Bjerre is about as far from the flamboyant rock figurehead as you can get: stood cautiously centre-stage, he seems uncomfortable, even frightened; indeed, at one point he admits that the band were “fucking scared” in anticipation of playing such a big, prestigious gig.
It’s the symphonic majesty of Snow Brigade, the sight of the singer caught amid the staccato artillery fire of the beats and bass, like a choirboy fronting a war machine, that stuns. The crowd, it must be said, are curiously static, although giving them the benefit of the doubt, that could be due to sheer awe.
If there is any criticism, it’s that the sound is somewhat on the blaring side: Mew’s rock is of the weightless, evanescent variety, simultaneously heavy and lighter than air, pure and pristine, but occasionally it gets muddied by a badly set up PA.

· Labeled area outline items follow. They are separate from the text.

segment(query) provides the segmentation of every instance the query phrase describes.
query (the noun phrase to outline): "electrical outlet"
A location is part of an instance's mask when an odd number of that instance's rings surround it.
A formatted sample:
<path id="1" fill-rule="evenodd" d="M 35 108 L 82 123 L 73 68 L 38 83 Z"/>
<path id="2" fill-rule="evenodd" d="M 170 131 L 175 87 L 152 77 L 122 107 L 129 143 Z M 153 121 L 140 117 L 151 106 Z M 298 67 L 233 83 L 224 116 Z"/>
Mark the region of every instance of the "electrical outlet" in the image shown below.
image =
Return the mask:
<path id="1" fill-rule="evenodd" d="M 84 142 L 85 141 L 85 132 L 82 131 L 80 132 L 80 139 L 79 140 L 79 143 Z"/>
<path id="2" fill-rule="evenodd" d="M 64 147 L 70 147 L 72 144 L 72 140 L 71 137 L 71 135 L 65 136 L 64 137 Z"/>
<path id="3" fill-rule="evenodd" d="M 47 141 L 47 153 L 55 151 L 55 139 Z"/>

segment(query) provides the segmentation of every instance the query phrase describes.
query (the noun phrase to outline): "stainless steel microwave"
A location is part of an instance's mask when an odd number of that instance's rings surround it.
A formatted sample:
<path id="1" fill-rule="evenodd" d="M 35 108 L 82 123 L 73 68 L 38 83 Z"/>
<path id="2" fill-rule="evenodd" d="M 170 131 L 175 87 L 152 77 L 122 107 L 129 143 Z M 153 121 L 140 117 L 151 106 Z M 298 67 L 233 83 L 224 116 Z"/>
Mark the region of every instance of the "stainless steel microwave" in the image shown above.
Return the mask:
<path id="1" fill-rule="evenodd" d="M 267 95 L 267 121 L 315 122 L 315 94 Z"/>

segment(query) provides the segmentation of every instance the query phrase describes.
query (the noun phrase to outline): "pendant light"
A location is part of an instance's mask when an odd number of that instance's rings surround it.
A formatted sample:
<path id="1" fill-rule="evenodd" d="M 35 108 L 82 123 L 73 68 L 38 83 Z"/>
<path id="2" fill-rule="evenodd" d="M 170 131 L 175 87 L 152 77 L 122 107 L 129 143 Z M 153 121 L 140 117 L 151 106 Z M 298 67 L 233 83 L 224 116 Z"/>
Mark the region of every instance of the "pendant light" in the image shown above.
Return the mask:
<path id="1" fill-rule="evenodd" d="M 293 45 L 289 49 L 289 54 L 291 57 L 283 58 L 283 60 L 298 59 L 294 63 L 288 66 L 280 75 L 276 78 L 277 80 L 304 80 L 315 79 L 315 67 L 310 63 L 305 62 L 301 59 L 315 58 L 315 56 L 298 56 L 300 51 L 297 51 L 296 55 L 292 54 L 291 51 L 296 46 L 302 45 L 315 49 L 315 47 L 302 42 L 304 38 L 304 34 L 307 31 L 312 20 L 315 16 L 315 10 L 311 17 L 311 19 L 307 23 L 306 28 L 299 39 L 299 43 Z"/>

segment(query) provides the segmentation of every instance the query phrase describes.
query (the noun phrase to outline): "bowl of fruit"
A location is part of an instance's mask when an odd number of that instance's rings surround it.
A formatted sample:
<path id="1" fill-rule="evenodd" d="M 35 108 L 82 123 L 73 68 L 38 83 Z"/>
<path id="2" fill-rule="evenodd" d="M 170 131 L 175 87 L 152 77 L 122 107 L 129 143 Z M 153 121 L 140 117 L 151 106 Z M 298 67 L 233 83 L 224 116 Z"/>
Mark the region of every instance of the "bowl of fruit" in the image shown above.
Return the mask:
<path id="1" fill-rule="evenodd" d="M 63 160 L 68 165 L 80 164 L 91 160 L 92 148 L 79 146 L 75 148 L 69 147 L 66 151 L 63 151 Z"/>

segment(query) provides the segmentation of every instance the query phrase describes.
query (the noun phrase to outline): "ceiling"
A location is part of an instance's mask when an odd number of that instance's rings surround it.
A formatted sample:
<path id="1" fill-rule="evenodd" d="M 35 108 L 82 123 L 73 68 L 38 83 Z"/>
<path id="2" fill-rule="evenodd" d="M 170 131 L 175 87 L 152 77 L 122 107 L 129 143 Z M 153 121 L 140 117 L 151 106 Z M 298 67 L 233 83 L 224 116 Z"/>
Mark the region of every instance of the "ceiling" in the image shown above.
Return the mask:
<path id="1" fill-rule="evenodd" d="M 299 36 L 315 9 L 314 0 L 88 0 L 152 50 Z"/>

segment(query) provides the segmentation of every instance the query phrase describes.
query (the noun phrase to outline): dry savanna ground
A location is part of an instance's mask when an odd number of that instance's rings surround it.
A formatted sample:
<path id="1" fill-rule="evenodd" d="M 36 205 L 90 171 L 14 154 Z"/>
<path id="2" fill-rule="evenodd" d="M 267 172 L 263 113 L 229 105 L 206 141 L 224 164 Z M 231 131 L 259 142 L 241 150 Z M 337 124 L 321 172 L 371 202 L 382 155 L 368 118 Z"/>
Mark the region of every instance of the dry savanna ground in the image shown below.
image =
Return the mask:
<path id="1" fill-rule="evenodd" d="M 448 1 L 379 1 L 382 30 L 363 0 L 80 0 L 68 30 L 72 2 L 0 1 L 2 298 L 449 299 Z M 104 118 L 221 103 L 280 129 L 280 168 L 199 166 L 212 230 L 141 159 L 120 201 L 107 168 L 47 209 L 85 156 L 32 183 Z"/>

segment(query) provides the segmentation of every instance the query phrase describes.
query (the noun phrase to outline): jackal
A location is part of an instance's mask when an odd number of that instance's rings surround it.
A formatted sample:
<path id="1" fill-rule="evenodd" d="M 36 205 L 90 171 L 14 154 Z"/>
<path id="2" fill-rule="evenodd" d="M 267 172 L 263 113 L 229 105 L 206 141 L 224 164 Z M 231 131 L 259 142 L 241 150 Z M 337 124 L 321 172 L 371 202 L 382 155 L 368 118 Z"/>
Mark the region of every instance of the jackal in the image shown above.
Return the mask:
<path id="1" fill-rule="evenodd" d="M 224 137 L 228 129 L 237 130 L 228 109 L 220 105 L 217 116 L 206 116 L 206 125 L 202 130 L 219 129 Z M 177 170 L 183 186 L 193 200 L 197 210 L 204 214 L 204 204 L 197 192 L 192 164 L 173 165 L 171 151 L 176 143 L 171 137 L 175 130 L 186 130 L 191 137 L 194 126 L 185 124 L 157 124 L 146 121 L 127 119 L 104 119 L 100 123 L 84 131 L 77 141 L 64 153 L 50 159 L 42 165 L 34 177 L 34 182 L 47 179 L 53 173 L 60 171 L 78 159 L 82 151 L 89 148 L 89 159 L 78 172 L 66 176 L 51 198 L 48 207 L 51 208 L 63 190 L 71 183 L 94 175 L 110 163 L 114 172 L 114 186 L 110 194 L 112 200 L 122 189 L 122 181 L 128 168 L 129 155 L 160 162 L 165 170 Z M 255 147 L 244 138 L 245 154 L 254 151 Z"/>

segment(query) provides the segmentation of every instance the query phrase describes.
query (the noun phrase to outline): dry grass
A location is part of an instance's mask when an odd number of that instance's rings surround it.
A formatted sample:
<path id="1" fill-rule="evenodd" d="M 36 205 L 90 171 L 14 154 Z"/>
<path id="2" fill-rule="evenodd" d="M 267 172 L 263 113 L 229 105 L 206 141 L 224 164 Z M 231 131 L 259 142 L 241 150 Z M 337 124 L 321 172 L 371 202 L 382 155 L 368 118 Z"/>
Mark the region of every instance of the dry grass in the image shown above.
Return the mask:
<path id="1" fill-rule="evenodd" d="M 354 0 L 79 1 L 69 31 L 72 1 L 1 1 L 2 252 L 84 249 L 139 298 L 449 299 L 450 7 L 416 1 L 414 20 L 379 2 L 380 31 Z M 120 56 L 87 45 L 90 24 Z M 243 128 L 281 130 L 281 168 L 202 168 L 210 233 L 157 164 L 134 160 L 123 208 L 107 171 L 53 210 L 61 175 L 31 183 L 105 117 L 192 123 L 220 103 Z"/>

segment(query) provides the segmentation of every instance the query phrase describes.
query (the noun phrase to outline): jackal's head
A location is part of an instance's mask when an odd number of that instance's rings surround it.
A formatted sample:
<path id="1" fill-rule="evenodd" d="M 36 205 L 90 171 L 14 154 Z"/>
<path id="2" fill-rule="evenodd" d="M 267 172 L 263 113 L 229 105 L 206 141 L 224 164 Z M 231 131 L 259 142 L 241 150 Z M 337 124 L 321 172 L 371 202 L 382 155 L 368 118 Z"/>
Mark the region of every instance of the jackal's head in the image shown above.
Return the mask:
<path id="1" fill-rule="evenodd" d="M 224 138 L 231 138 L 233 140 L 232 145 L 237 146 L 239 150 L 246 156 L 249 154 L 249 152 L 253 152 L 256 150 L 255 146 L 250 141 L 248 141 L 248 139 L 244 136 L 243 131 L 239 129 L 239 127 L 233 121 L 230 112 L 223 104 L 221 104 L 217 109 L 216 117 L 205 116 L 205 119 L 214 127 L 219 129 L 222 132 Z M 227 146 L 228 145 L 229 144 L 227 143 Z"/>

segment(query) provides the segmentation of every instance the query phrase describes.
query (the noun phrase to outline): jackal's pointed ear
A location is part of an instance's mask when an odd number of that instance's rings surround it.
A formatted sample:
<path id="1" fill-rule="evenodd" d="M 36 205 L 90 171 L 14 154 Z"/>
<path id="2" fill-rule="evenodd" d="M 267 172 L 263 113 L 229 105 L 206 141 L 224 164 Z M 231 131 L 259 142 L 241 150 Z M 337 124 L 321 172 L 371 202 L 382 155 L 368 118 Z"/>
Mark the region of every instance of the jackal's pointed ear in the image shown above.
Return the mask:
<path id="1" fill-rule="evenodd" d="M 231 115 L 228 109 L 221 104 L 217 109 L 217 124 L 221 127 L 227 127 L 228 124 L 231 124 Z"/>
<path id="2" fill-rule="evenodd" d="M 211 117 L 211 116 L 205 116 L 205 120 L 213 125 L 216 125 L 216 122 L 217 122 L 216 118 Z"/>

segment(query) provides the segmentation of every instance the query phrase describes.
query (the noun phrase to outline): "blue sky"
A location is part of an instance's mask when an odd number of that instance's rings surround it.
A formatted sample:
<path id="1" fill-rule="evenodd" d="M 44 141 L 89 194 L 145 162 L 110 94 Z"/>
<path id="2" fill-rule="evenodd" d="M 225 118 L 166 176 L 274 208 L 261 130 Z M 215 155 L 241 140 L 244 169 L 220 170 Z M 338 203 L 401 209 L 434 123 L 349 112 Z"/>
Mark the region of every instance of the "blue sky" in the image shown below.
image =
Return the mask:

The audience are forgiving and bring Mew back on for two encores. My Complications is an epic of keening melody, all prog‑ish intricacy and tempo shifts, while Comforting Sounds is the inevitable nine-minute closer. It’s a forlorn epic, as intimate as it is immense, Bjerre’s angelic voice scaling new, piercingly poignant heights as the band unleash wave upon wave of grievously gorgeous sound. They take a bow and leave the stage to a drone because, well, what else is there left to say?